It used to be broken by ideological divisions. But today it is broken by simple party politics. The Federal Election Commission (FEC) – the agency responsible for interpreting and enforcing federal campaign finance laws – is being swept under the bus of partisan one-up-manship. Republicans have gained a temporary one-seat majority on the Commission and they may take advantage of it for partisan purposes – namely, to associate the Obama Administration and Democrats generally with a conspiracy of using federal agencies to attack conservative nonprofit political organizations. In an unexpected twist, congressional Republicans Darrel Issa (R-Cal.) and Candice Miller (R-Mich.) have teamed up with at least one Republican colleague at the FEC in an effort to tie the agency to the ongoing story of whether high-level IRS staff inappropriately targeted the tax-exempt applications of groups based on partisanship. An email exchange from FEC staff to IRS staff requesting public information about the tax status of a conservative political organization prompted accusations of collusion between the two agencies for conspiring to persecute conservatives.
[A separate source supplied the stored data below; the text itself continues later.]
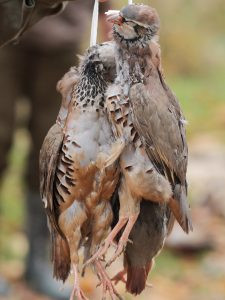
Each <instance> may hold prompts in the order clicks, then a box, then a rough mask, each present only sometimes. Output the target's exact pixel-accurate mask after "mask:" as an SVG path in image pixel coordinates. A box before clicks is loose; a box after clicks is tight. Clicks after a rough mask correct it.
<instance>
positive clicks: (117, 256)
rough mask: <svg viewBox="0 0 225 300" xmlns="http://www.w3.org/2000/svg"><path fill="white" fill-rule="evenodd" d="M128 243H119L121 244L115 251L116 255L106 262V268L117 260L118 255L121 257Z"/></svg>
mask: <svg viewBox="0 0 225 300" xmlns="http://www.w3.org/2000/svg"><path fill="white" fill-rule="evenodd" d="M126 244H127V243H125V244H121V245H120V244H119V246H118V247H117V250H116V252H115V253H114V255H113V256H112V258H111V259H110V260H109V261H108V262H107V264H106V268H108V267H109V266H111V264H112V263H113V262H114V261H115V260H116V258H117V257H119V256H120V255H121V254H122V253H123V252H124V250H125V248H126Z"/></svg>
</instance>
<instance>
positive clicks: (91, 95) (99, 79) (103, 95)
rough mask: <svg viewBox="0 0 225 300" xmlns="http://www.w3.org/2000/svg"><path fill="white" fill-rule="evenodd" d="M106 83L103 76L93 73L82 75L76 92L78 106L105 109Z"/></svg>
mask: <svg viewBox="0 0 225 300" xmlns="http://www.w3.org/2000/svg"><path fill="white" fill-rule="evenodd" d="M106 87H107V85H106V82H105V81H104V80H103V78H102V76H101V74H98V73H97V72H96V73H91V74H86V73H85V72H84V73H83V74H82V76H81V79H80V81H79V83H78V85H77V87H76V90H75V99H76V106H79V107H83V108H87V107H91V106H93V107H95V108H102V107H104V93H105V90H106Z"/></svg>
Republican FEC Commissioner Don McGahn recently went on the airwaves fueling the notion that the government is targeting groups for political revenge and shared more previously undisclosed emails between FEC and IRS staff that, in his words, “could be benign or could be more sinister.”
This conspiracy theory could well have an ulterior motive: to promote new FEC enforcement guidelines that would make it very difficult for the agency to investigate violations of campaign finance laws.
The FEC is a six-member commission, three Democrats and three Republicans that can only make decisions by majority vote. The members are essentially selected by the majority and minority leaders of the Senate, then nominated by the president and confirmed by the Senate. Senate Minority Leader Mitch McConnell (R-Ky.) realized as early as 2008 that the campaign finance laws can be rendered impotent if he selects three commissioners who decline to enforce the law.